С дороги уже исчезли обе колеи. Только овражек, заросший шиповником, круто шел в гору.
– Я пойду вперед, – сказал Рэтлиф. – Вы в городе росли. А я даже электрической лампы не видел, пока не стал бриться опасной бритвой. – Потом он сказал: – Вон оно. – Покатая крыша, совершенно завалившаяся с одного угла (Стивенс никогда бы не подумал, что тут раньше стоял дом, он просто поверил Рэтлифу на слово), а над крышей – одинокий старый кряжистый кедр. Стивенс чуть не упал, споткнувшись об остатки огораживавшего двор забора, тоже поваленного, густо заросшего вьющимися розами, уже давно одичавшими. – Идите за мной, – сказал Рэтлиф. – Тут старый колодец, я как будто знаю, где он. Надо было захватить фонарик.

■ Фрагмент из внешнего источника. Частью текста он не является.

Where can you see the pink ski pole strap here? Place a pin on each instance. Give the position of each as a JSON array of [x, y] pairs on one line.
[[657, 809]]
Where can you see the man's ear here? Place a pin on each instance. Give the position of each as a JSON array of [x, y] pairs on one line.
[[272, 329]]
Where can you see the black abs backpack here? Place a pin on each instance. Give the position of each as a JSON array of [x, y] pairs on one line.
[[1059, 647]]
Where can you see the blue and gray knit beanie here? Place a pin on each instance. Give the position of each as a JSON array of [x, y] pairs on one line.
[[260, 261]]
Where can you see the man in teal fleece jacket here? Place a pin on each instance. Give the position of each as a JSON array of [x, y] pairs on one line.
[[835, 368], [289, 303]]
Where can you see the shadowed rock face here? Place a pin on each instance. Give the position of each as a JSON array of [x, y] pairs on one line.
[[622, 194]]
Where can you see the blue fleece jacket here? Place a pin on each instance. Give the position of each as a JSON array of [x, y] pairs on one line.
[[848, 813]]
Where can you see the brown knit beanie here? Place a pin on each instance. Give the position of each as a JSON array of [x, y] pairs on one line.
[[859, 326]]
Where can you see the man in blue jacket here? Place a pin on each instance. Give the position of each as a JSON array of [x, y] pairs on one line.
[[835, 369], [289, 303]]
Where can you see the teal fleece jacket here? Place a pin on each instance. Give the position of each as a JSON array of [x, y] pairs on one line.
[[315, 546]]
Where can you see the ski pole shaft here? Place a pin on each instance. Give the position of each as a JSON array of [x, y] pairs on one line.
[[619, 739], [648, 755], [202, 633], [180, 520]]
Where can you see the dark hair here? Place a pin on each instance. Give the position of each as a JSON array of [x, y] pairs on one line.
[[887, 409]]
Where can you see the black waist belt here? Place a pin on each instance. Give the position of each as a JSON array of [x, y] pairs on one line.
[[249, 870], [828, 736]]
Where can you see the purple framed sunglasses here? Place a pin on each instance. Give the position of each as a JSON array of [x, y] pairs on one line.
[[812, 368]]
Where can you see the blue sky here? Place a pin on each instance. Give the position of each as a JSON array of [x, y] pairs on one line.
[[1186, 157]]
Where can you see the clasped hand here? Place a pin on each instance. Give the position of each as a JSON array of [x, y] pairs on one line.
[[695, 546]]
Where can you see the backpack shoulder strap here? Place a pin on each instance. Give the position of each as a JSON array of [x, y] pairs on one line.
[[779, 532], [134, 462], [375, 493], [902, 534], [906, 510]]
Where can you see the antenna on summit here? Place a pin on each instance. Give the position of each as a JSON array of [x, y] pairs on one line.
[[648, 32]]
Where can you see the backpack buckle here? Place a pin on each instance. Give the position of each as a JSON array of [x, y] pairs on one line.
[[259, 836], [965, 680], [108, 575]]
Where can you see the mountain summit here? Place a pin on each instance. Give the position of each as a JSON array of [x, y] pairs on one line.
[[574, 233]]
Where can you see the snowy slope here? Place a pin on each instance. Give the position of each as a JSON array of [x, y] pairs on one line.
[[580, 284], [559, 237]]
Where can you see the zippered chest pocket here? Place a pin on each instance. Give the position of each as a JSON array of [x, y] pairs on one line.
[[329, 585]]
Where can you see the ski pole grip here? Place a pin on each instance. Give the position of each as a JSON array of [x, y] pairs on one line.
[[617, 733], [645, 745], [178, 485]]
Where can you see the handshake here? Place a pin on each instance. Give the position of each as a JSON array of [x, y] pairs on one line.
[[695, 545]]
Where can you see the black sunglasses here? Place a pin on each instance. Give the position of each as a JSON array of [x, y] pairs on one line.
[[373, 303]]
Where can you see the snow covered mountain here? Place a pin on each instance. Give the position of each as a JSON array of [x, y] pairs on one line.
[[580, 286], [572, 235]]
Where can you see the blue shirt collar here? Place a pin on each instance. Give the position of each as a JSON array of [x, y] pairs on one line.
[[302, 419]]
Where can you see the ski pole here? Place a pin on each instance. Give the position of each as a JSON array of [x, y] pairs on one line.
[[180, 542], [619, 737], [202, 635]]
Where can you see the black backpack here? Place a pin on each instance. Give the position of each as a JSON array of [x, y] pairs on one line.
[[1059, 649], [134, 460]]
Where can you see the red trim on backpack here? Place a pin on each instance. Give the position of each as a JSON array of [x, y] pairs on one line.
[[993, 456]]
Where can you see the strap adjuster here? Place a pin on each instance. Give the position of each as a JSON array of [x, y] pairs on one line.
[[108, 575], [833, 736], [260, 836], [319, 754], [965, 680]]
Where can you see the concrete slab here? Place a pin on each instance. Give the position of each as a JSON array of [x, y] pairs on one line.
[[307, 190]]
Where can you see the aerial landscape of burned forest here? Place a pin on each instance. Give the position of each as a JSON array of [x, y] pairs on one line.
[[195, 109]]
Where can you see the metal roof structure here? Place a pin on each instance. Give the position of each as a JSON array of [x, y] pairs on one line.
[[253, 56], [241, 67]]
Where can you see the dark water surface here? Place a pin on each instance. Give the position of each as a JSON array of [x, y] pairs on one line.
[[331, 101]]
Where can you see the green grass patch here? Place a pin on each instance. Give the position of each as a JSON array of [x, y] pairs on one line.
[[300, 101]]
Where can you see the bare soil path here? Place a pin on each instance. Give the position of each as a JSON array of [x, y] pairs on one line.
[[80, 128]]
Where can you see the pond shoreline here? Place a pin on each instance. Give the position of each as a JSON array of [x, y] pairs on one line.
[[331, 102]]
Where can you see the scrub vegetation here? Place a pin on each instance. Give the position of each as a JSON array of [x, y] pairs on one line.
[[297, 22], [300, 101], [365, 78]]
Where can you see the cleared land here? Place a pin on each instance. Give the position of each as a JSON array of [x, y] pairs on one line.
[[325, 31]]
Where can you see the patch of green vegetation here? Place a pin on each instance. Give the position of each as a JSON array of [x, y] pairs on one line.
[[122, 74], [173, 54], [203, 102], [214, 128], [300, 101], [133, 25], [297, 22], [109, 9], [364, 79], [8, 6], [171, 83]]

И вот в осыпающейся щели, внизу, в глубине, в том, что когда-то было фундаментом дома, показалось отверстие, черная полузасыпанная дыра, зияющая у их ног, словно сам разрушенный дом ощерился им в лицо. Рэтлиф остановился. Он негромко сказал:
– Вы ведь этого револьвера не видали. А я видел. Похоже, что это был вовсе не десятидолларовый револьвер. Похоже, что такие револьверы продают по девять с половиной долларов пара. Может, у него второй еще остался, – но тут Стивенс, не останавливаясь, протиснулся мимо него и осторожно нащупал ногой что-то вроде ступеньки; вынув из кармана золотую зажигалку с монограммой, он зажег ее и при слабом колеблющемся свете стал спускаться вниз, и Рэтлиф, идя за ним, говорил: – Ну конечно, теперь он на свободе. Зачем же ему теперь убивать людей? – И они прошли в бывший погреб, в пещеру, в нору, где на куче наспех собранных досок сидел человек, которого они искали, – он не то прикорнул в углу, не то встал на колени и, моргая, смотрел на них, как ребенок, которому помешали молиться на ночь: именно не застали за молитвой, а помешали, прервали, и, стоя на коленях, в новом комбинезоне, уже измазанном и провонявшем, опустив полусжатые кулаки перед собой, он, мигая, смотрел на крохотное пламя в руках Стивенса.
– Здрасьте, – сказал он.
– Вам тут нельзя оставаться, – сказал Стивенс. – Раз уж мы вас нашли, так неужели вы думаете, что шериф завтра же не догадается, где вы?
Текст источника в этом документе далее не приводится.